Here's what I mean . . .
I had a phone conversation with a new OT kid's mom this morning wich further drove home my utter justification in writing 'The Dragonfly Approach' and here's why.
As I listened to her tell me all about her OT kid and her other two that have issue as well, she repeatedly said, "I wish that after I was given the diagnosis (in her case her son has autism) that someone would have told me what the next step was, what therapies he needed, what could I do with him at home, help him with school, etc. Just some starting point. I would have been so grateful."
The desperation in her voice moved my heart and this type conversation is one of the thousands that I have had with parents who have a child that is/has been diagnosed with any number of issues like autism, sensory processing disorder, a genetic disorder, ADHD, dyslexia, etc. over the last 25+ years.
One of the other things she proudly told me is that once her son was diagnosed, she got online trying to find out anything and everything only to be completely overwhelmed at where to start, which way to go, and many other questions she told me about.
This is why 'The Dragonfly Approach' was written. Written for the aftermath of finding out that your child has a special need and what in the heck to do about it now. The information out there is all over the place and goes in a million different directions and when you are a parent trying to weed through and tease out what in the heck to do, it can be completely overwhelming and very defeating, indeed.
The other day, one of my own kids asked me this, "Why did you write this book? What were you hoping accomplish? Do you hope you get rich?" I chuckled at the last question as wealth is and never has been on my mind. I actually cannot stand money although my mom says not to look at it as an enemy but as a tool. Its hard for me because money=greed in my heart and mind and comes from many years of suffering because of it. I'll stop there.

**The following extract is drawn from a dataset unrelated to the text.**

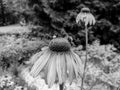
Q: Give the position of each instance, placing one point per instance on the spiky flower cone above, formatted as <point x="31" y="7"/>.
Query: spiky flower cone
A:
<point x="58" y="63"/>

So, I looked at my wonderful child and I said this, "Imagine that I had the secret to how you could be the best baseball player around but I chose to keep it to myself. How would that make you feel?" He looked at me and said, "Well, I'd be pissed of course."
"What if I had the secret to curing cancer, but I kept it to myself?" He answered, "Mom, get to the point already."
"I have valuable information that I have gleaned from living with it from the moment I was born, in addition, you and your sister had your own issues and I have had the honor of working as an OT for many years with these cool kids. The information I have learned, I cannot keep a secret and I will not keep it a secret. It must be told so that families can get the direction they need early on to help their special needs kids. I hope to accomplish a successful journey for these kids and their families to prevent the frustration and sadness I hear from them every day by 'not knowing.' As for the money, I could care less. That is so far removed from my motivation, you know that about me."
My son took a deep breath and then blew it out saying, "Mom, God has made this possible you know," and with tears in my eyes I said, "Yep, He's had a plan for me from the time I was 8 years old. He let me know that now was the time. I'm one lucky person to have such an awesome God."
We hugged and I had a bit of a come apart because my passion for what I do and this book must be told and as I learn more, I will write another one and another one as things progress and change in my field.
I love all you folks who battle with this thing called special needs and know that each night I am praying for all of you. Every single night!